Le flux des réfugiés vers l’Allemagne
La guerre de Trente Ans (1618-1648) a ravagé un grand nombre d’États allemands. Pour les repeupler, les huguenots cherchant refuge après la révocation de l’Édit de Nantes représentent une source d’autant plus précieuse qu’ils viennent d’un pays prestigieux. Le Brandebourg (qui comporte le duché de Prusse) en accueille la majorité.
Beaucoup proviennent des régions frontalières : Metz et sa région où la communauté protestante est importante, Picardie, Champagne, Sedanais.
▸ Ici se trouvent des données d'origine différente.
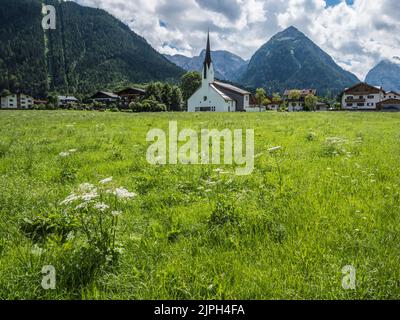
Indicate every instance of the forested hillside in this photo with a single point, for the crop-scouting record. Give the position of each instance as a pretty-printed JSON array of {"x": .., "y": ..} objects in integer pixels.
[{"x": 88, "y": 50}]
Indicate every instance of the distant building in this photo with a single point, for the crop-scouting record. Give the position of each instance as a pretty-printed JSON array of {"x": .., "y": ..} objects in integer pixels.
[
  {"x": 389, "y": 105},
  {"x": 296, "y": 105},
  {"x": 391, "y": 95},
  {"x": 362, "y": 96},
  {"x": 37, "y": 102},
  {"x": 105, "y": 97},
  {"x": 215, "y": 96},
  {"x": 66, "y": 100},
  {"x": 16, "y": 101},
  {"x": 130, "y": 94},
  {"x": 322, "y": 106}
]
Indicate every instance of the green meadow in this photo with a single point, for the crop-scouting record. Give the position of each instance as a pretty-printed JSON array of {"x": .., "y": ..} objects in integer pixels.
[{"x": 329, "y": 198}]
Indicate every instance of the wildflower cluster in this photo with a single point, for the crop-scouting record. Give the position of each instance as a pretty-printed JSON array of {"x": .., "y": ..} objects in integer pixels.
[{"x": 96, "y": 211}]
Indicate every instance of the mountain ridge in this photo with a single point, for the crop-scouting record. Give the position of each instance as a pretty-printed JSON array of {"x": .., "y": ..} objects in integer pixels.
[
  {"x": 291, "y": 60},
  {"x": 89, "y": 50},
  {"x": 226, "y": 64},
  {"x": 385, "y": 74}
]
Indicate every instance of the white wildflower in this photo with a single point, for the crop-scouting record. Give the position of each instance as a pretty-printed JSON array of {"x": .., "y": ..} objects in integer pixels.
[
  {"x": 64, "y": 154},
  {"x": 89, "y": 196},
  {"x": 101, "y": 207},
  {"x": 83, "y": 205},
  {"x": 116, "y": 213},
  {"x": 36, "y": 250},
  {"x": 122, "y": 193},
  {"x": 71, "y": 198},
  {"x": 107, "y": 180},
  {"x": 70, "y": 236},
  {"x": 274, "y": 149},
  {"x": 86, "y": 187}
]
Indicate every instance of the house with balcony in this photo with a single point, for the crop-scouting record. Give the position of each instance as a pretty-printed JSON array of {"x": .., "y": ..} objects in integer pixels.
[
  {"x": 391, "y": 95},
  {"x": 297, "y": 104},
  {"x": 16, "y": 101},
  {"x": 362, "y": 97}
]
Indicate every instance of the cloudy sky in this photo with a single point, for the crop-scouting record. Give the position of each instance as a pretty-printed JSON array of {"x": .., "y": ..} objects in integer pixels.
[{"x": 356, "y": 33}]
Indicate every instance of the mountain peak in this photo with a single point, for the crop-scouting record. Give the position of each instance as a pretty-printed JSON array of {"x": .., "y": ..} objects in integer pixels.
[
  {"x": 290, "y": 33},
  {"x": 291, "y": 60}
]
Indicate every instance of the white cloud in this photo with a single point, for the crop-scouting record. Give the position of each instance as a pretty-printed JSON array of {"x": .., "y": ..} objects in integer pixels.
[{"x": 357, "y": 36}]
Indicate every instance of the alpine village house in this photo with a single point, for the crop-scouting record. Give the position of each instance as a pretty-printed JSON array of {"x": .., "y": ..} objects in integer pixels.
[
  {"x": 215, "y": 96},
  {"x": 364, "y": 97}
]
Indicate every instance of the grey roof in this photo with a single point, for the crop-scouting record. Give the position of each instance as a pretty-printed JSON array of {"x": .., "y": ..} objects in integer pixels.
[
  {"x": 226, "y": 97},
  {"x": 67, "y": 98},
  {"x": 109, "y": 94},
  {"x": 231, "y": 87}
]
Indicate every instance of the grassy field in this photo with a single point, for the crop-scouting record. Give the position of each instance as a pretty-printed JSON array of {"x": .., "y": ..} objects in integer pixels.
[{"x": 329, "y": 198}]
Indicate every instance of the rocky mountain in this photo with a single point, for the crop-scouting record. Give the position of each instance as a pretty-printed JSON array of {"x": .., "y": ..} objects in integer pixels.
[
  {"x": 386, "y": 74},
  {"x": 227, "y": 65},
  {"x": 88, "y": 50},
  {"x": 291, "y": 60}
]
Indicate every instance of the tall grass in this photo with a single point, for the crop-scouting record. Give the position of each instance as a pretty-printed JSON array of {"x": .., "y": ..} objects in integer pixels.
[{"x": 330, "y": 197}]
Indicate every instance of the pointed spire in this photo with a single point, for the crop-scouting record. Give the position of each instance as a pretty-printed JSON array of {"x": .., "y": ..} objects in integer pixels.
[
  {"x": 207, "y": 60},
  {"x": 208, "y": 50}
]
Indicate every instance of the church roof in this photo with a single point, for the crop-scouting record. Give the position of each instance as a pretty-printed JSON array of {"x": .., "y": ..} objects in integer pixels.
[
  {"x": 223, "y": 95},
  {"x": 229, "y": 87}
]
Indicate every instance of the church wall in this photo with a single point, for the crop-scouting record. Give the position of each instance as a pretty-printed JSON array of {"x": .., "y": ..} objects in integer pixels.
[{"x": 214, "y": 100}]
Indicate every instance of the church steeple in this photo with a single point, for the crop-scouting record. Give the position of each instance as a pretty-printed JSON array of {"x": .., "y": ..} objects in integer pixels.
[
  {"x": 207, "y": 66},
  {"x": 208, "y": 51}
]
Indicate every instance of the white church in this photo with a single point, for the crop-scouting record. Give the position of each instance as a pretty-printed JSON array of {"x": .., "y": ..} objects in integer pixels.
[{"x": 215, "y": 96}]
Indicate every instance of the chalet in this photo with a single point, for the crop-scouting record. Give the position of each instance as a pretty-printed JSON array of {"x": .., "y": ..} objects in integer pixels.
[
  {"x": 389, "y": 105},
  {"x": 37, "y": 102},
  {"x": 66, "y": 100},
  {"x": 16, "y": 101},
  {"x": 105, "y": 97},
  {"x": 296, "y": 105},
  {"x": 216, "y": 96},
  {"x": 130, "y": 94},
  {"x": 391, "y": 95},
  {"x": 362, "y": 96}
]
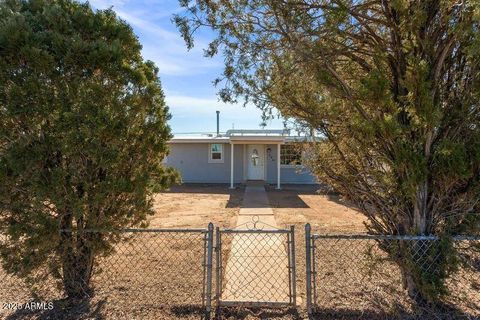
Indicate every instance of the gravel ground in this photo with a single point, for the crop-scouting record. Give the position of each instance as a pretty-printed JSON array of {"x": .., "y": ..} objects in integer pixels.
[{"x": 159, "y": 276}]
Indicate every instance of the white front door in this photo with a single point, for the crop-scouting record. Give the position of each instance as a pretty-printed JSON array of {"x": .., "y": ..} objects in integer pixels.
[{"x": 256, "y": 162}]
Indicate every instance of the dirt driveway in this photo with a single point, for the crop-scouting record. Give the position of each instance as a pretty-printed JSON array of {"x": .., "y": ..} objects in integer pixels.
[{"x": 195, "y": 205}]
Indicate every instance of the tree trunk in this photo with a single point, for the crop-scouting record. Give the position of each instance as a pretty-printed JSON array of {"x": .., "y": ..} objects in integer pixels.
[{"x": 77, "y": 262}]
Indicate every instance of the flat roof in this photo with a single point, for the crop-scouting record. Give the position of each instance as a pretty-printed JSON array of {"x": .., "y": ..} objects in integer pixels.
[{"x": 240, "y": 137}]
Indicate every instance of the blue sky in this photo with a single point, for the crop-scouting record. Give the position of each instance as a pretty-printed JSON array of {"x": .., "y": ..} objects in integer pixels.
[{"x": 186, "y": 75}]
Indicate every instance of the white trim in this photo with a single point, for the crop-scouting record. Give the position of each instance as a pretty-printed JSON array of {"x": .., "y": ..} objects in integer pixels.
[
  {"x": 278, "y": 166},
  {"x": 292, "y": 166},
  {"x": 265, "y": 162},
  {"x": 222, "y": 154},
  {"x": 232, "y": 147},
  {"x": 245, "y": 163}
]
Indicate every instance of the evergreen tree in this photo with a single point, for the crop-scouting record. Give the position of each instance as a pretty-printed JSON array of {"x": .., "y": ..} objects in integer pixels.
[
  {"x": 83, "y": 131},
  {"x": 394, "y": 88}
]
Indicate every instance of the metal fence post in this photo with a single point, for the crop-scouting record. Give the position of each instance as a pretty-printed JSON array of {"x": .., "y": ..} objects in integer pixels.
[
  {"x": 208, "y": 306},
  {"x": 218, "y": 272},
  {"x": 308, "y": 263},
  {"x": 294, "y": 270}
]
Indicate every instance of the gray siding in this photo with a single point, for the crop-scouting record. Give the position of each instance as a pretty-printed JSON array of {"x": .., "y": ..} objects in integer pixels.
[
  {"x": 293, "y": 175},
  {"x": 191, "y": 159}
]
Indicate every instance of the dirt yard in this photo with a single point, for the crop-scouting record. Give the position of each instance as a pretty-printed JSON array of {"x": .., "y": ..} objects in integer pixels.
[
  {"x": 195, "y": 205},
  {"x": 160, "y": 275}
]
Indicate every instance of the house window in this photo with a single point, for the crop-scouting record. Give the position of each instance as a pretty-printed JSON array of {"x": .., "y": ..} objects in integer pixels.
[
  {"x": 290, "y": 155},
  {"x": 216, "y": 153}
]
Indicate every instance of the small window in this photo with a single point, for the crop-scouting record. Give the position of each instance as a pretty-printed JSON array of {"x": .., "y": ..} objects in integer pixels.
[
  {"x": 216, "y": 153},
  {"x": 290, "y": 155}
]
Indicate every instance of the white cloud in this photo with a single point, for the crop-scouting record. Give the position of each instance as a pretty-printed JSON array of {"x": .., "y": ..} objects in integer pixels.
[
  {"x": 161, "y": 45},
  {"x": 193, "y": 108}
]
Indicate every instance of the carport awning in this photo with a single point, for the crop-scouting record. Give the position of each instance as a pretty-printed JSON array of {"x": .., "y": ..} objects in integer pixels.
[{"x": 257, "y": 140}]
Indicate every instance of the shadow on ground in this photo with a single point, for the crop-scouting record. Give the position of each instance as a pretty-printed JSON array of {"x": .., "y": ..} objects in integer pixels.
[
  {"x": 442, "y": 311},
  {"x": 257, "y": 313},
  {"x": 63, "y": 309},
  {"x": 289, "y": 195},
  {"x": 236, "y": 195}
]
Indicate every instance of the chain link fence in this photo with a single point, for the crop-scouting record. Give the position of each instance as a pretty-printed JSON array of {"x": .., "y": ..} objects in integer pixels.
[
  {"x": 255, "y": 268},
  {"x": 352, "y": 276},
  {"x": 150, "y": 273}
]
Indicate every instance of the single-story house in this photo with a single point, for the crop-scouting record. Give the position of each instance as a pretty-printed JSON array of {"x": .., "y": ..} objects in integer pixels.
[{"x": 238, "y": 156}]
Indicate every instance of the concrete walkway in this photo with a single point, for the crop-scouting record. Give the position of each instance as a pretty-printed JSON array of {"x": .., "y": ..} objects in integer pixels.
[{"x": 257, "y": 265}]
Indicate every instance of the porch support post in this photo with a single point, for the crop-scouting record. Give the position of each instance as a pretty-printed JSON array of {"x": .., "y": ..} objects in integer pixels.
[
  {"x": 278, "y": 166},
  {"x": 232, "y": 146}
]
D’autres venant du sud de la France (Dauphiné, Provence, Languedoc, Cévennes) se sont dirigés vers la Suisse. Mais cette dernière ne peut tous les retenir et n’est le plus souvent qu’une halte de passage vers les Provinces-Unies et surtout l’Allemagne. Enfin, ceux qui s’étaient installés dans le Palatinat lors du premier refuge durent fuir devant les troupes de Louis XIV qui ravagèrent cette principauté en 1689, pendant la guerre de la Ligue d’Augsbourg (1688-1697).
La ville libre de Francfort-sur-le-Main, qui est luthérienne, joue le rôle de plaque tournante du refuge. L’Allemagne étant à majorité luthérienne, les huguenots choisissent les principautés calvinistes, avant tout le Brandebourg, puis la principauté de Hesse-Cassel. Certains s’installent dans les anciennes communautés calvinistes créées lors du premier refuge, ou encore dans quelques principautés rhénanes.
L’Édit de Potsdam
La famille princière du Brandebourg, les Hohenzollern, s’est convertit au calvinisme dès 1613, sans du reste l’imposer à la population qui reste luthérienne, le calvinisme étant la religion de la cour.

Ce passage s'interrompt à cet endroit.